The examples below will use a shapefile created from the U.S. Census Bureau Blockgroups data set near San Francisco, CA and available in the subversion repository of the pyshp google code site.

Reading Shapefiles

To read a shapefile create a new “Reader” object and pass it the name of an existing shapefile. The shapefile format is acutally a collection of three files. You specify the base filename of the shapefile or the complete filename of any of the shapefile component files.

>>> sf = shapefile.Reader("shapefiles/blockgroups")

OR

>>> sf = shapefile.Reader("shapefiles/blockgroups.shp")

OR

>>> sf = shapefile.Reader("shapefiles/blockgroups.dbf")

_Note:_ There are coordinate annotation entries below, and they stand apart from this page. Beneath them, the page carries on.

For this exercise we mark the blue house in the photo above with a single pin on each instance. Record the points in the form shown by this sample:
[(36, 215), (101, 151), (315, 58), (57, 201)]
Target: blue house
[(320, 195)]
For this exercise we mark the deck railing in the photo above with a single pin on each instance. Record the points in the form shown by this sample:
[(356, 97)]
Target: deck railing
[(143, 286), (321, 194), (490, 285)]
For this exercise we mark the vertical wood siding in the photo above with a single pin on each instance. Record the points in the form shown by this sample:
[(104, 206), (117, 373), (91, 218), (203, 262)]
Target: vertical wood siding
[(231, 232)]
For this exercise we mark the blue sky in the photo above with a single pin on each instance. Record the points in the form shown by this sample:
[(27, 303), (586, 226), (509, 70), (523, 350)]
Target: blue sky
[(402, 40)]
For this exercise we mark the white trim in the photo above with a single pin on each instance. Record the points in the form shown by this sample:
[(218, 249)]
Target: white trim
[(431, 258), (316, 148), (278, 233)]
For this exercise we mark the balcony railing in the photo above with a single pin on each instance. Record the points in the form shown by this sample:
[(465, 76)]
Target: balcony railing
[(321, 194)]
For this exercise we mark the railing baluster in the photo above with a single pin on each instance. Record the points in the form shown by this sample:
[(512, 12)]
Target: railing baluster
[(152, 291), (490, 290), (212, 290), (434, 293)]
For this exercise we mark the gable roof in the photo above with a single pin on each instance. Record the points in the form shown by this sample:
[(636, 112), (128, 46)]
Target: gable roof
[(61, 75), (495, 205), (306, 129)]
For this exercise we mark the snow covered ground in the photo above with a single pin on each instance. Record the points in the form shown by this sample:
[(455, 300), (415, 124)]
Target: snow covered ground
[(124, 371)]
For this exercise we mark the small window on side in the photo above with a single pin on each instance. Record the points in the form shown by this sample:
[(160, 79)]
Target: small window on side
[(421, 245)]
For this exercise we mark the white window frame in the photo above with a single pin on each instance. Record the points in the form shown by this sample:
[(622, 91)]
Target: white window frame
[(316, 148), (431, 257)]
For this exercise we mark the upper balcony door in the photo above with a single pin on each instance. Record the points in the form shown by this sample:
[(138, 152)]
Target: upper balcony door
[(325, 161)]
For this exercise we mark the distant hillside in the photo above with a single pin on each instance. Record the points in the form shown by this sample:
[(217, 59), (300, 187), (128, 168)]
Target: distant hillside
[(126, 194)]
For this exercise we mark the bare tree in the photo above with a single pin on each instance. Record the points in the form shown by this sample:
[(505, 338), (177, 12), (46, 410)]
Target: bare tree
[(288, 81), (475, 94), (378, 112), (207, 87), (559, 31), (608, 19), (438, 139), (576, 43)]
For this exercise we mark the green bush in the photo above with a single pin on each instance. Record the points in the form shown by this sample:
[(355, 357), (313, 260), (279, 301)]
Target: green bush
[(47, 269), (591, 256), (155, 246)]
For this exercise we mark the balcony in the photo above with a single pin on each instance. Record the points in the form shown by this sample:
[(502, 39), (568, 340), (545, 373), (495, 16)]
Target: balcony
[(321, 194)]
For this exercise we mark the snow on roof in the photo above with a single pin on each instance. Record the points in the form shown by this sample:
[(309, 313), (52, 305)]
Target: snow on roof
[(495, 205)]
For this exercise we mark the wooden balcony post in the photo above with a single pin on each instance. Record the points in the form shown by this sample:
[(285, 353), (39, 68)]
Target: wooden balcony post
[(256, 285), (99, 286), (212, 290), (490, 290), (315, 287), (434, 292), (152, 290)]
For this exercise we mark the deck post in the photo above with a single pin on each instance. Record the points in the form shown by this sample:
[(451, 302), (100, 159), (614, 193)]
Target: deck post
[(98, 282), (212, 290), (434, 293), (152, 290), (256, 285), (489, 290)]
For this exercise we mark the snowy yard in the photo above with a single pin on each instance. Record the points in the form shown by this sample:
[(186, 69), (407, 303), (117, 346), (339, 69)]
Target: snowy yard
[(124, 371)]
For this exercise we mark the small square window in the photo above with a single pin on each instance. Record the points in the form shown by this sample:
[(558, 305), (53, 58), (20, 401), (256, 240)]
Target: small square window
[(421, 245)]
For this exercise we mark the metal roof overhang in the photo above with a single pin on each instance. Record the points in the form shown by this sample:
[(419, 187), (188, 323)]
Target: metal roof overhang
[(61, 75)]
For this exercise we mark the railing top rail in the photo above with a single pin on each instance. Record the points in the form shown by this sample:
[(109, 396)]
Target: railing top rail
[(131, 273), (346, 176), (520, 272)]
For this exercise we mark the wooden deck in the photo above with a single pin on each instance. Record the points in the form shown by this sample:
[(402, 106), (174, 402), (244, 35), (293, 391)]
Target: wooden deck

OR any of the other 5+ formats which are potentially part of a shapefile.

Reading Geometry

A shapefile’s geometry is the collection of points or shapes made from verticies and implied arcs representing physical locations. All types of shapefiles just store points. The metadata about the points determine how they are handled by software.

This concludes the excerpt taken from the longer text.